Jonathan Rovner para La Nación – 19/12/2018

Hace casi veinte años, cuando todavía era una especie de moda, medité por primera vez. Poco dispuesto a los rituales, con el umbral del dolor muy bajo y la cabeza llena de pájaros, apenas si habré aguantado quince minutos en la postura indicada. La doctrina, en cambio, la idea del ser humano y su lugar en el universo, según se expresa en el budismo zen, me quedó para siempre. Esta vez decidí acercarme al Dojo de Buenos Aires y tratar de hacer las cosas un poco más comme-il-faut.

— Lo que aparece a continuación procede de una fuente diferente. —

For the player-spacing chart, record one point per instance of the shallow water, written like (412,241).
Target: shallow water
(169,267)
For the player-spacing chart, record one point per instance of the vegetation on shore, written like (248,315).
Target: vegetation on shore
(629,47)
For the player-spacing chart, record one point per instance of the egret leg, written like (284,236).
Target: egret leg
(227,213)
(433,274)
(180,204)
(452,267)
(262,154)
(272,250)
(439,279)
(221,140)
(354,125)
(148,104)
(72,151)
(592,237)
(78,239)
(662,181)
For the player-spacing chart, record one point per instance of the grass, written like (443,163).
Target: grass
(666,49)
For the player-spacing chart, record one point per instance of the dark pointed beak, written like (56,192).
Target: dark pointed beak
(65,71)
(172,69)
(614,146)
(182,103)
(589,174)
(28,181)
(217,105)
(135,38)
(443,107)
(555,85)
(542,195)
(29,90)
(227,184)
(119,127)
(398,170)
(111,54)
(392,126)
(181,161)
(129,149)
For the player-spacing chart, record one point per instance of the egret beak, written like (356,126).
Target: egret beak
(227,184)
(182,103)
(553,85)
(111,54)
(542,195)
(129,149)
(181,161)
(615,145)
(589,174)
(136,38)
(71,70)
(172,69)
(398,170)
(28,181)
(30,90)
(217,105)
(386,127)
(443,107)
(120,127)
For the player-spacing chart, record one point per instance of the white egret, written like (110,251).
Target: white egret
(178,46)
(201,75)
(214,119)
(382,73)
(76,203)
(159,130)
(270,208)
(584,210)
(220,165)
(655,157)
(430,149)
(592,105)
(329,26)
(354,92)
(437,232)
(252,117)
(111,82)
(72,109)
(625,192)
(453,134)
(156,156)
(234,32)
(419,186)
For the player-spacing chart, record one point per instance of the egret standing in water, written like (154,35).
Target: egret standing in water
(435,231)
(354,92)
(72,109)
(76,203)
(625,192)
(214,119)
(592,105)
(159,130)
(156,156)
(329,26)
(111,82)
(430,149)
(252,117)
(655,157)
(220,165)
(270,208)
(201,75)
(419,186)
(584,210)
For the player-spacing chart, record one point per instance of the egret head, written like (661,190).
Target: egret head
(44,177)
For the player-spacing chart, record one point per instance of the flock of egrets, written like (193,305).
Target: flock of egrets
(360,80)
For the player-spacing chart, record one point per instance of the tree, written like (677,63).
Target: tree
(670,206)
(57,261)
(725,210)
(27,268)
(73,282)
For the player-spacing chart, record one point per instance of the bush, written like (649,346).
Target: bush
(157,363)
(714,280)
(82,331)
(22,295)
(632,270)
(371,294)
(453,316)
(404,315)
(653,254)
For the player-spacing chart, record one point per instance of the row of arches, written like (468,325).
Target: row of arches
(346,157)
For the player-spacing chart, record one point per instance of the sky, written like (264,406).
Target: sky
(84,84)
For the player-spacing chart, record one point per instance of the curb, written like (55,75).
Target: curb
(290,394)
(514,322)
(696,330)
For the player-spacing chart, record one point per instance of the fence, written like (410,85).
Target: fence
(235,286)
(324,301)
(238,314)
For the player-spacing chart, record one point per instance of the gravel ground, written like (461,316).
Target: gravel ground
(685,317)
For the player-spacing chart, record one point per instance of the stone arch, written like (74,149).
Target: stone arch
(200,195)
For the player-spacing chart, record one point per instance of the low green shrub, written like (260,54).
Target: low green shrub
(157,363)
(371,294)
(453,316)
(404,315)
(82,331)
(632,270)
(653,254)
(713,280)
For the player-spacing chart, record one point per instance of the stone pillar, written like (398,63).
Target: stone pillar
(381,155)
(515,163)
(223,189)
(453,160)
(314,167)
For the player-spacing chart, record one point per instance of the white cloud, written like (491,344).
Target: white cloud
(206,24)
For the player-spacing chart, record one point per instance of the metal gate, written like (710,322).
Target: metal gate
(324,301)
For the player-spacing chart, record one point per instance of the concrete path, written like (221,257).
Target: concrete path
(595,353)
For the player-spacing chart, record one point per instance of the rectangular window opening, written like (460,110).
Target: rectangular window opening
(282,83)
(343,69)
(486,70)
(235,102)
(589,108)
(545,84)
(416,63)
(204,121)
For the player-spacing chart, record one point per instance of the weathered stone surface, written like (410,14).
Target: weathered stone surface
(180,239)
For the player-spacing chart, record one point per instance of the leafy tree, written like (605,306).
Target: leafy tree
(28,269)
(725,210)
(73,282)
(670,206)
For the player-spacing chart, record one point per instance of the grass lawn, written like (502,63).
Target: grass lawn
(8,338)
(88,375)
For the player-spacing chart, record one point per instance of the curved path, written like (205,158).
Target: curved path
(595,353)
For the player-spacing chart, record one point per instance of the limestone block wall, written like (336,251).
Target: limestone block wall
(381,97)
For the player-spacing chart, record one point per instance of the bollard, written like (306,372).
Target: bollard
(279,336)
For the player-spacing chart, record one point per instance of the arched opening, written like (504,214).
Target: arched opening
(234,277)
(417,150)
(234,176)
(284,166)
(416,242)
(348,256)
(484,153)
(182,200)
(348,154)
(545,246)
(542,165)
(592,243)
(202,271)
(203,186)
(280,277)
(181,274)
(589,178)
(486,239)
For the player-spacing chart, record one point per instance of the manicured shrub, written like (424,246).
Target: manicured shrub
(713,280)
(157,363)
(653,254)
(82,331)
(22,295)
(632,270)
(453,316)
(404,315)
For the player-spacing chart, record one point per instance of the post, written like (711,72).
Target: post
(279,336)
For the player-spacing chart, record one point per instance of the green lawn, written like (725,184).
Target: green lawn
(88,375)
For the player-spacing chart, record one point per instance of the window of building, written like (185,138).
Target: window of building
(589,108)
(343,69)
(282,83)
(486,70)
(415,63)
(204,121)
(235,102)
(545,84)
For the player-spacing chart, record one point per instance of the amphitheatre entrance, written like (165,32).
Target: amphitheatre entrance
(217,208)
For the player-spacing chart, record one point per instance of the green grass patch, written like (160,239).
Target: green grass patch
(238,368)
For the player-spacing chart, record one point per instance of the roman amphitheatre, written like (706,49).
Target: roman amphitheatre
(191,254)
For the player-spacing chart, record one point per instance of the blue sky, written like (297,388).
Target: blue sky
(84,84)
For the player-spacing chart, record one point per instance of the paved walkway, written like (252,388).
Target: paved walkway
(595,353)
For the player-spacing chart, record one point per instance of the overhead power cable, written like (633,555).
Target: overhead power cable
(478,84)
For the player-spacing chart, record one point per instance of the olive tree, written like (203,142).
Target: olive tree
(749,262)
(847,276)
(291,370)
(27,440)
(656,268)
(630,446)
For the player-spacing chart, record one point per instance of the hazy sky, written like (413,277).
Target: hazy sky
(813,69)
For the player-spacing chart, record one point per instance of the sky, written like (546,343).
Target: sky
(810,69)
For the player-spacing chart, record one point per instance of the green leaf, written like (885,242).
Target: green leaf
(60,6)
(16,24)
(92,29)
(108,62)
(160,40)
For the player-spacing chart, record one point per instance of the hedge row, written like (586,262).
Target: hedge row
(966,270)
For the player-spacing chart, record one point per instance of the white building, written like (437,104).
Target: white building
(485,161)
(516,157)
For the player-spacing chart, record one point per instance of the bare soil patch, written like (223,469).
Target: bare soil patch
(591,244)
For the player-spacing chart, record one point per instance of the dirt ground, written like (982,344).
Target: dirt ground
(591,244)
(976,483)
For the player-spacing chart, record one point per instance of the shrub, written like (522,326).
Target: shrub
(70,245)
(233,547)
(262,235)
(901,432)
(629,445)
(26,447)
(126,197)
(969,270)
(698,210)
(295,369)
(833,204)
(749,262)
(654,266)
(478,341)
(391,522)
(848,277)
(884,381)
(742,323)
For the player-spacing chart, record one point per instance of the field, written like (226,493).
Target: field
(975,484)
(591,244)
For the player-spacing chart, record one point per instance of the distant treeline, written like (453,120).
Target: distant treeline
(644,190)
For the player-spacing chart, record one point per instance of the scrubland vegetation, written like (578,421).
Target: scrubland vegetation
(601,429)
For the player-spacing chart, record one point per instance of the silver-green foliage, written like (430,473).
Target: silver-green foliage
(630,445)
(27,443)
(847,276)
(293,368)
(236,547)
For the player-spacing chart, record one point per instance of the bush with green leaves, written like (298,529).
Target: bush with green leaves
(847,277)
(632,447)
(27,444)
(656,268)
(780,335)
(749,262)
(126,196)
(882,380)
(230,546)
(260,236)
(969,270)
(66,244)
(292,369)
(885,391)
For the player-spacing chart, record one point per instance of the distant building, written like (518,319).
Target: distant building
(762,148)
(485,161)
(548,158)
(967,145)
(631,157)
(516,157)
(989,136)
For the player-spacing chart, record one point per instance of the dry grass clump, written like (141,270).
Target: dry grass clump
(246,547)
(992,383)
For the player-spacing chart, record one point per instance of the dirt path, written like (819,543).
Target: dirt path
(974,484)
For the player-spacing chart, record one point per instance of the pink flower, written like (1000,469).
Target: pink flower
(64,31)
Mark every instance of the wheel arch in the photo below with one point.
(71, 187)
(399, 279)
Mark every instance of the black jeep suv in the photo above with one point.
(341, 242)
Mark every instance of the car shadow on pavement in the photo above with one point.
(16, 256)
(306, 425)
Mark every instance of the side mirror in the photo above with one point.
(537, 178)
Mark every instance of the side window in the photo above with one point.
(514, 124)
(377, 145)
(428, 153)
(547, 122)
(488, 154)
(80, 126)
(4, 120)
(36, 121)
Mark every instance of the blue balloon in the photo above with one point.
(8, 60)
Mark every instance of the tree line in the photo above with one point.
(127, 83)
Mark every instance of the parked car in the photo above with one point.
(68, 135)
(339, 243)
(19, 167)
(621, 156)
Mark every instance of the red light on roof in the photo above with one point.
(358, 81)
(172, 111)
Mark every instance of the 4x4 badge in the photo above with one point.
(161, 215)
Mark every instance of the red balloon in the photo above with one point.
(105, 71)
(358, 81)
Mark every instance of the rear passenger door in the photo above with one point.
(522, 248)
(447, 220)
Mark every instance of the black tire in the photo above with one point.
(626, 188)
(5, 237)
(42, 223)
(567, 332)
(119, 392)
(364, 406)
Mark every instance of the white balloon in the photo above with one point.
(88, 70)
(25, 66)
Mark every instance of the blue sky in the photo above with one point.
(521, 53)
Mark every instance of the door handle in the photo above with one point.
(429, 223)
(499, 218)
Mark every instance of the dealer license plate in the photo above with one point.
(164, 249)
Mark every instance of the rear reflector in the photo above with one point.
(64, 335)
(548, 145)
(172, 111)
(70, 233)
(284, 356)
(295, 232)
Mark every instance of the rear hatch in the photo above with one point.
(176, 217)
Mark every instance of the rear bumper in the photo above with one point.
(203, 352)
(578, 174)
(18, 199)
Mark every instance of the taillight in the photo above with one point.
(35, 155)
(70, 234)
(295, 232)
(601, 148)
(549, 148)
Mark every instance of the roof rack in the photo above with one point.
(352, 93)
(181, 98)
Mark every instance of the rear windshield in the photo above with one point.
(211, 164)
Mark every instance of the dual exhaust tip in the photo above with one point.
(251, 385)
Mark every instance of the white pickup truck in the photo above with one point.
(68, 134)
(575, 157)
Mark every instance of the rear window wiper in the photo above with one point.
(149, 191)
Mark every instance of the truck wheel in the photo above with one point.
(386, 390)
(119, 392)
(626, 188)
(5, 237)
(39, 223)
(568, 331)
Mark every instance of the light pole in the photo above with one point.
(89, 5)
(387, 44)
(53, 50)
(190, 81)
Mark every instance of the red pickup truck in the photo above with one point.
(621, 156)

El zazen, la meditación ritual del budismo japonés, consiste más que nada en sentarse sobre un almohadoncito, con la espalda bien derecha y las piernas cruzadas -totalmente cruzadas, o sea: los pies encima de los muslos, las rodillas tocando el suelo- y durante una hora concentrarse en lo único que necesariamente ocurre: la respiración. El za es la posición del cuerpo y el zen, la de la mente. La concentración pura en el aquí y ahora. Es, según sus adeptos, la condición natural de la existencia. Eso otro, que damos en llamar la vida y el mundo, hecho de recuerdos y proyectos, no sería más que una alucinación, el producto de un estado de conciencia alterado.